Kubrick knows when to pull back, however. Dr Strangelove doesn’t try to be a laugh-a-second spoof, because plausibility is its most important weapon. Nothing in the set-up is any funnier than Fail Safe: B-52 bombers with a nuclear arsenal are flying a routine airborne patrol two hours from Soviet targets, awaiting the usual code to return to base. Instead, their superior, Gen Ripper, issues the code for “Wing Attack Plan R”, which not only leads them into the USSR but reduces communications to a three-letter code known only to Ripper. At the war room in the Pentagon, the ineffectual president, Merkin Muffley (Peter Sellers), summons the chairman of the joint chiefs of staff, Gen “Buck” Turgidson (George C Scott), and other military luminaries to deal with the crisis. How could this happen? And what, if anything, can be done to stop it?

The straightforward premise is a lesson in the importance of structure in satire, which is established here not only in the solid parameters of the plotting but in black-and-white photography that presents its own rigorous deadpan. The obsessive precision of a Kubrick production doesn’t stifle the comedy in Dr Strangelove but liberates it, much like Buster Keaton holding a stone face while chaos erupts around him. Because we believe that the “Wing Attack Plan R” code would set up a top secret protocol like the one Major TJ “King” Kong (Slim Pickens) carries out on his B-52, we can laugh when his survival kit includes prophylactics, lipstick and three pairs of nylon stockings. (“Shoot, a fella could have a pretty good weekend in Vegas with all that stuff.”)

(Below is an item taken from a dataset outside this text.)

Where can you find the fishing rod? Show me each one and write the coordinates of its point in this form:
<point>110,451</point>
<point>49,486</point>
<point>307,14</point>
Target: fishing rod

black and white picture of a man sitting in a chair surrounded by camera equipment
Stanley Kubrick on the set of Dr Strangelove. Photograph: Columbia Pictures/Getty Images

The casting is impeccable, starting with Sellers in a triple role as Lionel Mandrake, an RAF officer who tries fecklessly to talk Ripper down; President Muffley, who exchanges hilarious banalities with the Soviet premier while gently informing him of the situation; and Dr Strangelove, a wheelchair-using former Nazi who can’t control his saluting hand. Hayden and Pickens play to type as a towering madman and an amiable yokel, respectively, and Scott, who would play George Patton only six years later, takes the stuffing out of such military honchos as Turgidson, playing this lusty buffoon with wild eyes and belly-slapping gesticulation. There’s no error too monumental for him to minimize.

Dr Strangelove reserves a special contempt for the notion of deterrence, which it has the Nazi explain as “the art of producing in the mind of the enemy the fear of attack”. To that end, the Soviets have created a “doomsday machine” that would automatically retaliate to a nuclear attack with such force that it would render the Earth uninhabitable for 93 years. The idea is that humans are absolved from making a world-ending decision, but as it’s pointed out to the Soviet ambassador, it doesn’t work if you don’t tell anyone about it.

“It was to be announced at the party congress on Monday,” replies the ambassador. “As you know, the premier loves surprises.”

Watching Dr Strangelove today, in light of Christopher Nolan’s Oppenheimer, is to recognize all the more acutely the human flaws that are baked into weapons of mass destruction, starting with the chief architect of the atom bomb. Some of the best bits in the film barely have to reach for a joke: Kubrick merely has to point out the folly behind modern man’s greatest fear. Hubris may kill us all, but we can get a good laugh out of it first.